Hannah Newell's picture

We need space. Space to work. Space to meet. Space to be. And these spaces can shape us, how we meet and how we work.

What happens when we really look at the places we live in? What happens when we use these spaces and what happens when we shape them ourselves? A re-connection with our present physical and geographical location can shed light on both our past and our future.

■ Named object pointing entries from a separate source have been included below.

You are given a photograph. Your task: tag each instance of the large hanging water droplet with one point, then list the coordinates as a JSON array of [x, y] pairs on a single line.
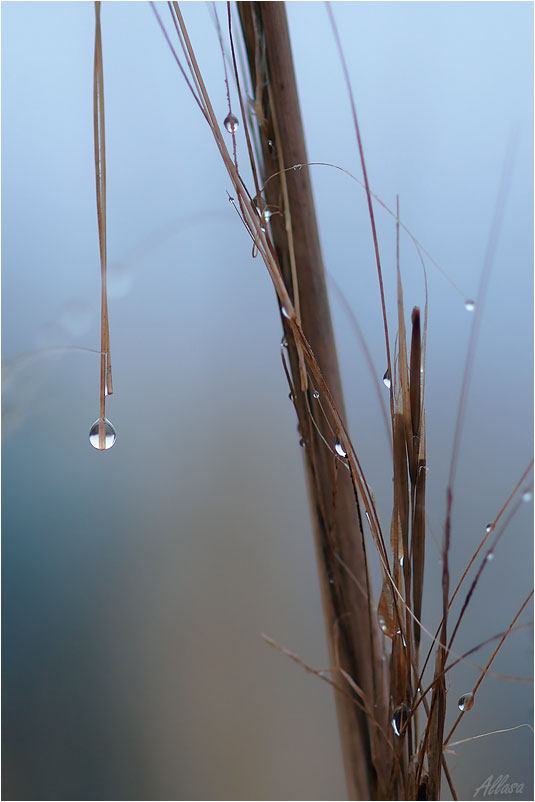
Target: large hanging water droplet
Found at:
[[340, 450], [109, 434], [262, 208], [385, 611], [231, 123], [466, 702], [400, 717]]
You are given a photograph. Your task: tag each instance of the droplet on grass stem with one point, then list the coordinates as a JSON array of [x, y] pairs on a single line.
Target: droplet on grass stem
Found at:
[[109, 434], [466, 702], [399, 718], [340, 450], [231, 123]]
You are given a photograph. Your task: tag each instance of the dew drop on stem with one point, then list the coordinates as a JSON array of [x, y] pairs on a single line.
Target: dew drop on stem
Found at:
[[109, 434], [231, 123], [466, 702]]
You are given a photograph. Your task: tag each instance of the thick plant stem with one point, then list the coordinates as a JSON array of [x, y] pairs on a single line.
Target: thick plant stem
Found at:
[[351, 630]]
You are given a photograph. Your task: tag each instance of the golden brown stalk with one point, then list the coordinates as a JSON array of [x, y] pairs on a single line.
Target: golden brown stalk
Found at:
[[336, 516], [100, 173]]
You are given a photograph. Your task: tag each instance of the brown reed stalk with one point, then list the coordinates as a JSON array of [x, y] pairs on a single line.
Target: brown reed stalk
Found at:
[[335, 509]]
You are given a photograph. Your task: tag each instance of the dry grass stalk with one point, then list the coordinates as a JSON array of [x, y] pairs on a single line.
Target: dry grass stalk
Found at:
[[385, 754]]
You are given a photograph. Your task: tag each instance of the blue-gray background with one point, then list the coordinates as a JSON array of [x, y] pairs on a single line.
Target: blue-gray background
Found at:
[[136, 582]]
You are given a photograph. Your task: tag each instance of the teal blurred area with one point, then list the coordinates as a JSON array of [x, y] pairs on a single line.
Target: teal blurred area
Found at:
[[137, 582]]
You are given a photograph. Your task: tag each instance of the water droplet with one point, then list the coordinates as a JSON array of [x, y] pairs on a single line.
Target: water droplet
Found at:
[[400, 717], [340, 450], [76, 317], [466, 702], [231, 123], [109, 434]]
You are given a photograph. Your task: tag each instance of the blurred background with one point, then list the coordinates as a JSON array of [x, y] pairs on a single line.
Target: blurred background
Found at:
[[136, 582]]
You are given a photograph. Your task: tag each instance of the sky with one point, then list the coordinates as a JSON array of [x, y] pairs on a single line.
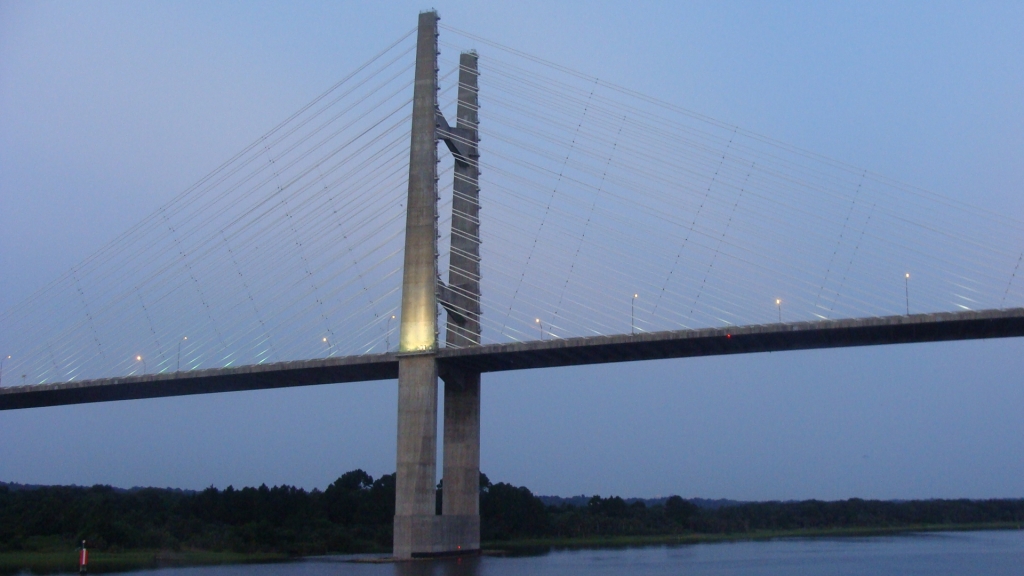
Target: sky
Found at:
[[110, 109]]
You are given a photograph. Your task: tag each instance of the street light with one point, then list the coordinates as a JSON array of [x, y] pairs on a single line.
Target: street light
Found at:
[[387, 335], [633, 329], [906, 288], [177, 368]]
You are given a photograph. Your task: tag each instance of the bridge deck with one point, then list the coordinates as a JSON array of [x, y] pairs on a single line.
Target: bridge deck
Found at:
[[538, 354]]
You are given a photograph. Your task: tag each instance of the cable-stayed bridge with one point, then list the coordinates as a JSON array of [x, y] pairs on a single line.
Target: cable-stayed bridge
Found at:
[[554, 218]]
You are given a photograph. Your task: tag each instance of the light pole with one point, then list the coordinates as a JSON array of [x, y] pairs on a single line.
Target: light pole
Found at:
[[633, 328], [906, 288], [387, 335], [177, 368]]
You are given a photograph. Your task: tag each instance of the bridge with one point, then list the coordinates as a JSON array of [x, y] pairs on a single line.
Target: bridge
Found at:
[[590, 224]]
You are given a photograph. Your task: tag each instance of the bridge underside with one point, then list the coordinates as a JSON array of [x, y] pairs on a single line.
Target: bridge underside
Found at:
[[540, 354]]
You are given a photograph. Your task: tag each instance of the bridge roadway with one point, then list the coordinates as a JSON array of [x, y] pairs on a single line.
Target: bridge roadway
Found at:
[[537, 354]]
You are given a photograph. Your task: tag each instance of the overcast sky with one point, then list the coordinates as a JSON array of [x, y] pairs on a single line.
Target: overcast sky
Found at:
[[110, 109]]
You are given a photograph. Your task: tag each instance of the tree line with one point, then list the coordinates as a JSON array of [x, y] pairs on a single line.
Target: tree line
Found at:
[[354, 515]]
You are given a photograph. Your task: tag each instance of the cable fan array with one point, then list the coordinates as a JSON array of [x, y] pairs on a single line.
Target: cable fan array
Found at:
[[292, 249], [605, 211]]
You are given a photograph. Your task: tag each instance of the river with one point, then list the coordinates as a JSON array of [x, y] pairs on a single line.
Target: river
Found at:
[[992, 553]]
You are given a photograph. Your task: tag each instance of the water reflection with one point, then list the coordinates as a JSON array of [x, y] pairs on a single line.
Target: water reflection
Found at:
[[460, 566]]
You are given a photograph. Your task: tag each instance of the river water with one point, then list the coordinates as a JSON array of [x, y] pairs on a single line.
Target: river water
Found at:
[[991, 553]]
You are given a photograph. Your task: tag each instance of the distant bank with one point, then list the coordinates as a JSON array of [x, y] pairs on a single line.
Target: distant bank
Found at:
[[40, 525]]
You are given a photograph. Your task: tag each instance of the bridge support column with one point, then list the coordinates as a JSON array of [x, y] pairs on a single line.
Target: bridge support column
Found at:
[[461, 504], [417, 529]]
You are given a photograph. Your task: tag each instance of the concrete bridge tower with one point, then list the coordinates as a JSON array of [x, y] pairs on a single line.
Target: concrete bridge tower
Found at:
[[418, 530]]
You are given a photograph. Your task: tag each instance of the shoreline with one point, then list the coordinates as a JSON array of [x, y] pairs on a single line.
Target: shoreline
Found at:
[[100, 562], [700, 538]]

In this issue we look at how artists, thinkers and activists alike consider space. Our human relationship with space has many axis. Site specific works consider the physical aspects of a particular environment and how the history, geography and spatial organisation of that site bears on the human perceptual experience of it. Such investigations of public spaces and city spaces can shed light on the political and social forces that shape our everyday lives. Taking this a step further, we can consider how we would design spaces: spaces in which to practice - whether that be an art practice, a political practice or a social practice. Crucially, space is where we meet: it is where we meet each other and the world through our own subjectivity.

Henrietta Hall revisits a site specific artwork of her own in ‘On Parade’, considering how the history of a place can affect its present, and how institutions organise the spaces we live in.

Following in the footsteps of psychogeographer Iain Sinclair, Sam Sedgman takes a walk to the Thames Barrier to discover ‘The Other Southbank.’

In another corner of London, I spend an afternoon at a unconventional hair salon with ‘The Haircut Before the Party’discussing the need for free communal space. After all, ‘We have the whole of social space in which to find each other’.

Taking it back to the gallery, Tom Walker reviews the current exhibition at the Cube Centre for the Urban Built Environment - Nils Norman: ODE TO CHARLES FOURIER towards a Phalanstery for Manchester.

In her review of ‘Move – Art and Dance since the 1960s’, Alexandrina Hemsley uses her own experience as a dancer within a participatory art work set in the gallery space to explore notions of subjectivity, object hood and a collaborative construction of knowledge to produce ‘work’.

Our selected artist for this month is Emily Speed, whose solo show ‘Make Shift’ is currently being exhibited at Yorkshire Sculpture Park.